Should half-credit count when a finals answer has the right person but wrong title?

Started by PubJudgeMara | 14 replies

Last night a team answered "Harriet Tubman, Secretary of the Underground Railroad." Obviously the office is wrong, but the person is clearly right. Our house rule says finals answers must be "substantially complete." I gave half-credit and now two teams are appealing.

If the category was historical titles, I would mark it wrong. If the category was famous abolitionists, I would allow the identification and ignore the invented title. Context matters more than the stray wording.

TFA Appeal Note 4.2 usually asks whether the wrong detail creates a new false claim that changes the answer's meaning. In this case it does, so I would have gone with zero unless your league handbook explicitly allows split scoring.

I never award half on finals unless the written rules say I can. Once you start improvising partials, every losing team starts arguing for fractional mercy points.

For what it is worth, our league tracked appeals for two seasons. Half-credit rulings generated more rematch requests than fully right or fully wrong calls combined.

I get why you tried to split the baby, but the fake title changes the answer from "correct with extra words" to "correct person attached to an invented fact." That crosses my line.

The fairest remedy might be less about this one answer and more about consistency. If you have given half-credit in similar finals before, changing course retroactively will create a second dispute on top of the first one.

Question wording matters too.
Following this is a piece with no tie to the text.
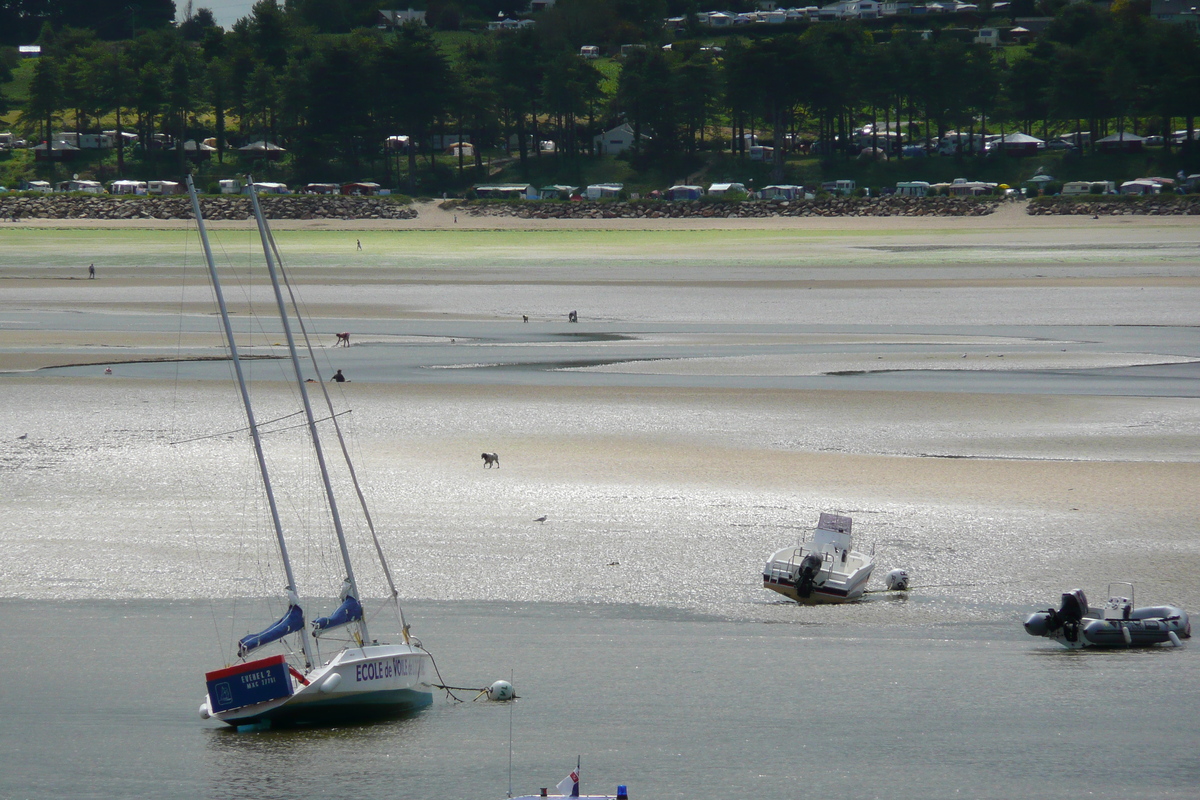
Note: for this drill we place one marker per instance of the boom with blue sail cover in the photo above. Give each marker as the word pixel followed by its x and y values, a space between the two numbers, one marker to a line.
pixel 351 611
pixel 291 623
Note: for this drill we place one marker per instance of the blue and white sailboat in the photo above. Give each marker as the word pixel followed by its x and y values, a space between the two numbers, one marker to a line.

Did the prompt demand a name only, or did it ask for a name and role? If it asked only for the person, you may have more room to defend the ruling.

As a player, I would rather lose a point on a strict standard than find out later that finals are graded with vibes. A hard rule is easier to accept than a clever explanation after the fact.

Older TFA circulars treated invented offices and invented dates the same way: they were considered disqualifying additions unless the prompt explicitly invited descriptive detail.

Could you post the exact written response sheet? Sometimes punctuation or crossed-out wording tells you whether the team meant to offer one answer or was still revising under time.

There is also a sportsmanship angle. If everyone in the room immediately laughed because the title was obviously made up, the team probably knew they were gambling for leniency.

I would uphold whatever your posted rules support tonight, then amend the handbook before next week. Trying to solve both the immediate appeal and the future policy in one ruling usually makes both worse.

My chaotic answer is give them a ceremonial quarter-point and confuse everyone equally. My serious answer is no credit, because imaginary government titles are how trivia boards become folklore boards.

Helpful thread. I pulled the prompt and it asked only for the historical figure, not the role, but our finals policy also says incorrect elaboration can void an otherwise correct answer. I am leaning toward reversing my half-credit and rewriting the policy so this is cleaner next month.